WKYT Investigates | Jill's Law

FRANKFORT, Ky. (WKYT) - A lawmaker in Frankfort proposed a bill this session to make dangerous police chases safer.

A lawmaker in Frankfort proposed a bill this session to make dangerous police chases safer. (WKYT)

House Bill 298 would put rules in place to help officers handle high-speed pursuits.

Representative James Tipton decided to write the legislation after a week-long stretch where more than half a dozen people died in Kentucky because of high-speed police chases.

"There was a five-day period where seven people lost their lives across the Commonwealth in three separate accidents," Rep. Tipton said.

One of those victims was Rep. Tipton's constituent, Jill Hurst.

A recent high school graduate, the 18-year-old was coming home from a football game at her alma mater last September, when she died in a crash.
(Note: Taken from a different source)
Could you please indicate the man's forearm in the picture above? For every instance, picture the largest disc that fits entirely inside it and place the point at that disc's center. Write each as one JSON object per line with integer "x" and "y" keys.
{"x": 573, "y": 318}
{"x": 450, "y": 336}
State police said the driver was high on acid, trying to get away from officers when his car hit Hurst's.

"If this high-speed chase didn't occur, Jill would be with me here today," Addison McCoun testified, in front of the House Judiciary Committee, Wednesday. "This legislation will protect every citizen of our Commonwealth. This is not a partisan issue."

"We want people to understand they're putting their lives at risk, they're putting the lives of other people at risk, and also the law enforcement community," notes Tipton.

Representative Tipton's proposed bill, named for Jill, requires law enforcement agencies to come up with a pursuit plan and to set aside time to train their men and women on that plan.

"We're not asking them to actually tell them what they need to have in their policy, but we're asking that their policy needs to cover certain aspects," he says. "This is not about condemning our law enforcement agencies. They have a tremendously difficult job. They have to make split-second decisions, but we want them to have good policies and procedures in place."

Tipton says the bill supports officers, but do officers support it?

The Kentucky Sheriff's Association and the Kentucky Fraternal Order of Police aren't endorsing it, at least not yet. Leaders with both organizations told WKYT their support is on hold. Changes, they say, need to be made. Rep. Tipton has already made some. He dropped the number of required training hours from eight to four.

"We don't have the simulators. We don't have the track times. So, we worded it a minimum of four hours," he notes.

And he plans to let agencies decide whether to make their pursuit policies public.

Kentucky State Police isn't taking a position on the proposed bill. Their public affairs branch released a statement on the bill, reading in part:

"The Kentucky State Police does support training and policies for Law enforcement officers that would increase officer and public safety. KSP has a long history of training and policies regarding a number of different aspects of law enforcement work, and pursuits would rank highly among these."